大関陣」の不甲斐なさ・・・おそらく次の場所までの「話題」になるのだろうが、今回は平均して成績が悪かった・・・一面で実力伯仲でもあるのだろう。白鵬の相撲が、その典型ではないのか。私如き素人の弁と言うなかれ・・・彼も、今後の相撲生命の為に、多少の取り口の工夫を試みたのではないか・・・初日の“あみにしき”との対戦も、勝てる体制の時に、一挙に攻める・・・多少、己の体制が崩れても・・・との意識が勝ったのではないか・・・その他の、対平幕大戦の負け・・・やはり立ち遅れれば敗戦に繋がる・・・白鵬自身が、自らが万能ではないことを悟った今場所だったのだろうと思う。おそらく来場所からは、従来の相撲mannerに立ち帰り・・・初心に帰り・・・鋭い立ち合いの相撲を見せてくれるだろう。しかし、白鵬の相撲生命は縮むかもしれないのだが・・・。
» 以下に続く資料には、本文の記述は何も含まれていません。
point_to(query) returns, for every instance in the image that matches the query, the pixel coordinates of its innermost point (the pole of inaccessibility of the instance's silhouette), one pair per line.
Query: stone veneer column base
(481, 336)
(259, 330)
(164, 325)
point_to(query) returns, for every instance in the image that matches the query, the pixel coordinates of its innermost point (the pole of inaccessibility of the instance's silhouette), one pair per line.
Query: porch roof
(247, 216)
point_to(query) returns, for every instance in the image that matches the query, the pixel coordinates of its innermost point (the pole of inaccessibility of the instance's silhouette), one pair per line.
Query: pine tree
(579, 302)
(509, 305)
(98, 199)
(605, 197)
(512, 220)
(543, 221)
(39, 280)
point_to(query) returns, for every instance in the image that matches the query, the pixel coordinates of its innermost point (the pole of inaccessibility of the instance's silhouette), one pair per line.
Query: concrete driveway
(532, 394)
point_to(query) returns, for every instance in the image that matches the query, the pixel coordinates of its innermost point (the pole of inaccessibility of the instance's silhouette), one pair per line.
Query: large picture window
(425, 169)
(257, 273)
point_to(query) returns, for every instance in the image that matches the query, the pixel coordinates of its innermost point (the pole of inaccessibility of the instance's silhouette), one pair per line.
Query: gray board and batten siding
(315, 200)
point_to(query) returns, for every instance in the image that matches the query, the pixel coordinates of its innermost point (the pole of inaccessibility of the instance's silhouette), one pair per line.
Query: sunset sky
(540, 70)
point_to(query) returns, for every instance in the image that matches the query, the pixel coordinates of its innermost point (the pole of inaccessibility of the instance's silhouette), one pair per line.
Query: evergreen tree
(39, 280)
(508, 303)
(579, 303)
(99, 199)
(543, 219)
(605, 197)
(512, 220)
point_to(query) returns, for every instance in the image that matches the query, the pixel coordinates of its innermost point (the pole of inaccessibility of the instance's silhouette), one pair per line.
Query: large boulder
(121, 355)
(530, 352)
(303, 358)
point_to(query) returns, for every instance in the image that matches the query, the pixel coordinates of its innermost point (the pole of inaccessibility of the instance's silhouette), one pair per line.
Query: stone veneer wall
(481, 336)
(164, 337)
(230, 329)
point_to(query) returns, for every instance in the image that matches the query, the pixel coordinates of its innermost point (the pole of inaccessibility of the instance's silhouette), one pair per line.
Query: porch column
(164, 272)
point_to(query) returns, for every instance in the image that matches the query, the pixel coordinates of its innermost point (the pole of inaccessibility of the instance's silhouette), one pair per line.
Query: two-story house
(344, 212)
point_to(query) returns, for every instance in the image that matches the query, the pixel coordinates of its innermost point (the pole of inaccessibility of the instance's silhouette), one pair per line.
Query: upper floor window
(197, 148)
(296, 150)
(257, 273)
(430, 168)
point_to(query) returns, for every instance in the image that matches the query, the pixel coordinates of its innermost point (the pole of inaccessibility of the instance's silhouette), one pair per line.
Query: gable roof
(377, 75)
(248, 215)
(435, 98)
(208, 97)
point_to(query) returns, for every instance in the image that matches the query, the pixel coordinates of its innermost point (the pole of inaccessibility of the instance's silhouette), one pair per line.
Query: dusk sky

旭天鵬に戻って、臥薪嘗胆・・・辛抱、忍耐、努力・・・。就職しても、3年を越えられない若者は「範」とすべきであろう。世の中に、自ら望めば、それが天職である。偶然に与えられれば、それも天職である。名人芸までいくのは、あるいは「天性」かもしれない。しかし、最後まで踏み止まれば・・・己を超える者がいなくなれば・・・傲慢だが、己が頂点である。そして、己を超える努力が求められる・・・これも「天の意」である。
就職の冬の季節と言われながら、小企業は求人難・・・・採用に値する人物がいないのも真実なのである。つまり、景気が良くなるまでの「腰かけ」に終始するような人物を企業が採用するか・・・そんな傲慢なmannerは一瞬にして見破られる・・・「大人」を見くびってはいけないのである。許されないのである。先人を、大人を見くびる所に、自らの「居場所」はない。職業に貴賎なし・・・とは、実はそのことを言うのである。如何なる職業、仕事でも、それを「腰かけ」とした時、君は卑しくなる・・・遠くの仕事が美しく見えても、近寄れば、その中に入れば、「あら」も目立つ・・・そして、そこから見る他の仕事は美しく見える・・・最後は、「あの世」が美しく見える・・・そして孤立する。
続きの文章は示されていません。